[PLUG-TALK] Why ISPs Reject Spam Reports? - Mailman and Postfix

Michael Rasmussen michael at jamhome.us
Wed Mar 9 00:06:20 UTC 2016


On Tue, Mar 08, 2016 at 03:25:00PM -0800, Keith Lofstrom wrote:
> If a mail for the list comes from a non-subscribed
> email address, Mailman can send an email back to 
> that email address saying "your email address is
> not subscribed".  However, if the email comes from
> a different IP address than the email address in
> the header, Mailman will send this helpful message
> to the header address, because it does not know
> what the actual source IP address is.
> 
> This behaves like an "open relay" - a spammer can send
> mail to a default-configured Mailman site, where it
> will bounce to the address they put in the header.
> 
> [snip]
> 
> It is theoretically possible for the postfix mail
> server (which feeds Mailman) to match the email domain
> address to the IP address.  

It is also practically possible. Mail like you're 
describing won't have a valid spf records, it probably
also fits the profile of "try once and move on" spammers.
So 
        check_policy_service unix:private/policy-spf,
        check_policy_service unix:postgrey/socket,
Would block all that nastiness from being accepted.

>From my logs I see Greylisting and checking the blacklist 
account for about 75% of all blocked email.
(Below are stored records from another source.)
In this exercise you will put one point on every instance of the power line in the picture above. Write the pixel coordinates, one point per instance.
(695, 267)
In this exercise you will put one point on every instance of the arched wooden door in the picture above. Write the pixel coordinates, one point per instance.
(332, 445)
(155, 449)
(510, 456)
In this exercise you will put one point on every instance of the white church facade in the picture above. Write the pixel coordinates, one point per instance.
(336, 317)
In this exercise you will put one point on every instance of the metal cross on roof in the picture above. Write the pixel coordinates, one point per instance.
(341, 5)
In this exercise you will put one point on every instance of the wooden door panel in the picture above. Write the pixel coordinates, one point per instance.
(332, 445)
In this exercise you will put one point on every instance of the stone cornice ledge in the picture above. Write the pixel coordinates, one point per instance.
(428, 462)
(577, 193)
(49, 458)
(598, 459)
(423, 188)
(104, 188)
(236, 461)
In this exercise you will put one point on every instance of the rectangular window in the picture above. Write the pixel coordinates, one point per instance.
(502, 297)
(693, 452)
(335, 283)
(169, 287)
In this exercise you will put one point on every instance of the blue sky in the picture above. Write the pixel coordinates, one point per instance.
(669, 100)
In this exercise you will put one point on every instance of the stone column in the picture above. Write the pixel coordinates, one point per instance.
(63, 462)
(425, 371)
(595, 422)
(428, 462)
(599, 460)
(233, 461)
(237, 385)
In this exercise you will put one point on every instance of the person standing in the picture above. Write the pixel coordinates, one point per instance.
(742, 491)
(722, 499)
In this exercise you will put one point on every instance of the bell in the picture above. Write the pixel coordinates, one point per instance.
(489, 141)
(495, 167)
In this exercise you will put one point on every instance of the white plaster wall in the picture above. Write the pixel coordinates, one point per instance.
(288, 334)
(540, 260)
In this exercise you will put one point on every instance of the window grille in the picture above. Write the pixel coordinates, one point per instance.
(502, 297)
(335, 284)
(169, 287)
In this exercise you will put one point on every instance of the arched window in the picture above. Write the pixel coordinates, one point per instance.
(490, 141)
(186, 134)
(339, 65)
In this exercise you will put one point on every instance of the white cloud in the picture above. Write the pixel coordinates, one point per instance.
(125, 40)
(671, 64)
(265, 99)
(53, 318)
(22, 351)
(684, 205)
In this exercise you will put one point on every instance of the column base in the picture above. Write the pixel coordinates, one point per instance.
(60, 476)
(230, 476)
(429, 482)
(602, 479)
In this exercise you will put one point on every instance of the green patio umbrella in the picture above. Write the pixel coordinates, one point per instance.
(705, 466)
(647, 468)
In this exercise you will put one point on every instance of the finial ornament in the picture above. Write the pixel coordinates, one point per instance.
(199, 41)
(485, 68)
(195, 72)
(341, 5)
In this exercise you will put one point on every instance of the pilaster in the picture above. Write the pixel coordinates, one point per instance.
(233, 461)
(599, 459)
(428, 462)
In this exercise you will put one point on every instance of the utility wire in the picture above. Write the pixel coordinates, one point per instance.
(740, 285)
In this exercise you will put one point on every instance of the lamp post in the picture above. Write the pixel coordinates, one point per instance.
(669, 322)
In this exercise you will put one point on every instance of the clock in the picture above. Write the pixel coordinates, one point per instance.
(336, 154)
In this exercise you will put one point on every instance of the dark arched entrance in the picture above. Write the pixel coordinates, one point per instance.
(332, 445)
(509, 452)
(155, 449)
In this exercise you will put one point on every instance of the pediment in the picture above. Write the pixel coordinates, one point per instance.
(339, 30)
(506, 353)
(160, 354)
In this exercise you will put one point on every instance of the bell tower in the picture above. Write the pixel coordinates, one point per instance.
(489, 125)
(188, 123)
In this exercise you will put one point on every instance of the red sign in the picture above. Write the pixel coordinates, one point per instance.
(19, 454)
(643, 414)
DNS errors - 
non FQDN and Domain not found - count for about another 20%
from the sample.

Only 1181 postfix reject log messages were reviewed for 
generating this data.

For the record (and whatever critiques I can get) :
smtpd_recipient_restrictions    =
        permit_mynetworks,
        permit_sasl_authenticated,
        reject_unauth_destination,
        reject_unknown_recipient_domain,
        reject_unauth_pipelining,
        reject_non_fqdn_sender,         
        reject_non_fqdn_hostname,
        reject_unknown_sender_domain,
        reject_unlisted_recipient,
        reject_rbl_client sbl-xbl.spamhaus.org,
        check_policy_service unix:private/policy-spf,
        check_policy_service unix:postgrey/socket,
        permit


-- 
      Michael Rasmussen, Portland Oregon  
    Be Appropriate && Follow Your Curiosity
Some part of a mistake is always correct.